Try to live without a goal and then see. Suffering disappears. Try to live without your ego and there is no more suffering. Suffering is an attitude, it is not an actuality. You fall ill. You immediately start fighting with the illness and suffering arises. If you accept it, suffering disappears. Then you know that God wills this, there must be some point in it. It must be needed for your growth.
That’s what happened with Jesus on the cross. Just a moment before he was killed, the whole human mind arose in his being. He looked at the sky and said, “What is this? What are you trying to do? Why have you left me alone?” The human mind.
Jesus is beautiful. He is man, he is God, both. With all the frailties of humanity and with all the perfection of God. A meeting point, where the bridge disappears and the goal appears. The last point where the bridge drops. He was angry. He complained. He was saying, “You have betrayed me.” At this last moment everyone was waiting for a miracle – deep down, even Jesus must have been waiting for a miracle – that the cross will disappear, angels will descend, and the whole world will know that he is the only begotten son of God. The ego: “Why have you betrayed me? Why are you forcing me to see this? Your son is being crucified. Where are you?”
In that moment, disbelief must have entered his mind. And I say this is beautiful. This shows that Jesus is both the son of man and the son of God. That’s the beauty of Jesus and the appeal. Why has so great a part of humanity become Christian? If you look at Buddha, he looks to be simply a god, without any frailty of human beings. If you look at Mahavira, he looks superb, absolutely perfect. If you look at Krishna, you cannot find a single thing that creates any disbelief in you. But Christ? – frail, weak, trembling, with all the doubts, uncertainties, hesitations, with all the darkness that the human mind is prone to. And then a sudden burst and he is no longer an ordinary human being.

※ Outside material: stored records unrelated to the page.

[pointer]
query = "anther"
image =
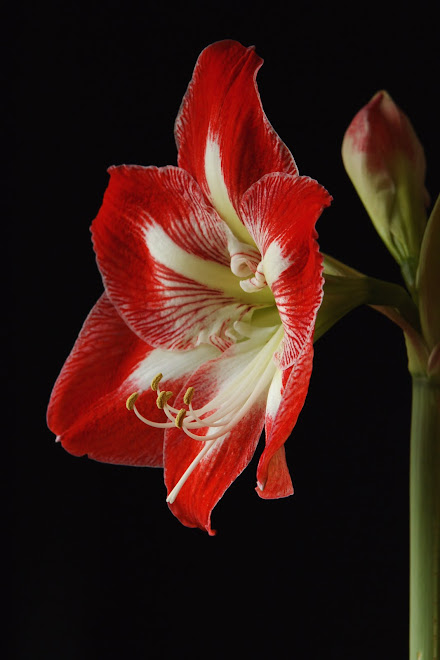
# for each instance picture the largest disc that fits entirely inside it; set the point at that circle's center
(188, 396)
(180, 417)
(162, 399)
(132, 400)
(155, 382)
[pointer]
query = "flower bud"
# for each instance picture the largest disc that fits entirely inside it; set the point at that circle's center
(386, 164)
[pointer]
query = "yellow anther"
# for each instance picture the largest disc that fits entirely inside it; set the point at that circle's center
(188, 396)
(180, 417)
(163, 398)
(155, 382)
(132, 400)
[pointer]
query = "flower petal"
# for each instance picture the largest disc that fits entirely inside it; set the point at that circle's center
(108, 362)
(280, 212)
(227, 457)
(225, 140)
(161, 248)
(285, 401)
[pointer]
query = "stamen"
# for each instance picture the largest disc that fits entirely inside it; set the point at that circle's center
(180, 417)
(162, 399)
(132, 400)
(188, 396)
(213, 421)
(155, 382)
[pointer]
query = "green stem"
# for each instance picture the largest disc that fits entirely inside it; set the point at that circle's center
(425, 521)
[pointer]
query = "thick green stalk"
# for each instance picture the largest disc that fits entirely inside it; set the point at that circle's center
(425, 521)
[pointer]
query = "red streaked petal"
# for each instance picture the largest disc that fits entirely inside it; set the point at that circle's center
(285, 401)
(163, 256)
(108, 362)
(224, 138)
(280, 212)
(227, 458)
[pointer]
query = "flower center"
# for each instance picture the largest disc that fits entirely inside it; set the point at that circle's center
(222, 413)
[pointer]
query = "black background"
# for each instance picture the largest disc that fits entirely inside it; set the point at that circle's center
(100, 568)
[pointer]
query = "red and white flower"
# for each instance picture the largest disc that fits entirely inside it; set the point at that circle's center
(212, 278)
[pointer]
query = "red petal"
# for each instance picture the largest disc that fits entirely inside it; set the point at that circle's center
(161, 248)
(87, 407)
(225, 460)
(280, 212)
(272, 472)
(108, 363)
(222, 106)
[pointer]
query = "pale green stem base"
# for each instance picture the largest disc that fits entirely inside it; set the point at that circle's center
(425, 521)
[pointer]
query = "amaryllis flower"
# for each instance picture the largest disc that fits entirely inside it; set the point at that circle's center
(212, 280)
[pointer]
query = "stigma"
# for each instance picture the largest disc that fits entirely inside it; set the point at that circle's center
(211, 423)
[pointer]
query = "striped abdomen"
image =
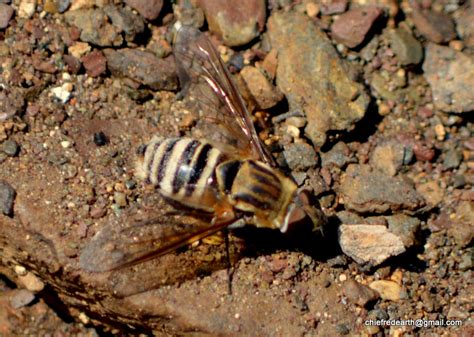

At the last moment he was still Jesus the son of Joseph and Mary. Naturally, all doubts arose. It is natural, absolutely natural, it should be so. He understood the point. “What am I doing? It is not God who has denied me, it is I who am denying him. My expectations are not fulfilled.” In a flash of light he suddenly understood, “I am clinging to my ego. I am asking for miracles. I am asking to be saved! Who am I and why should the whole bother about me” A smile must have come on his face, the clouds disappeared, he relaxed and said, “Thy will be done. Please, don’t bother about me. Don’t listen to my foolish mind. Who am I to suggest what should be done? Who am I to expect? And when you are there, why should I bother about it?”
In that relaxation of resistance, Jesus became Christ. He is no longer the son of Mary and Joseph, he has become the son of God.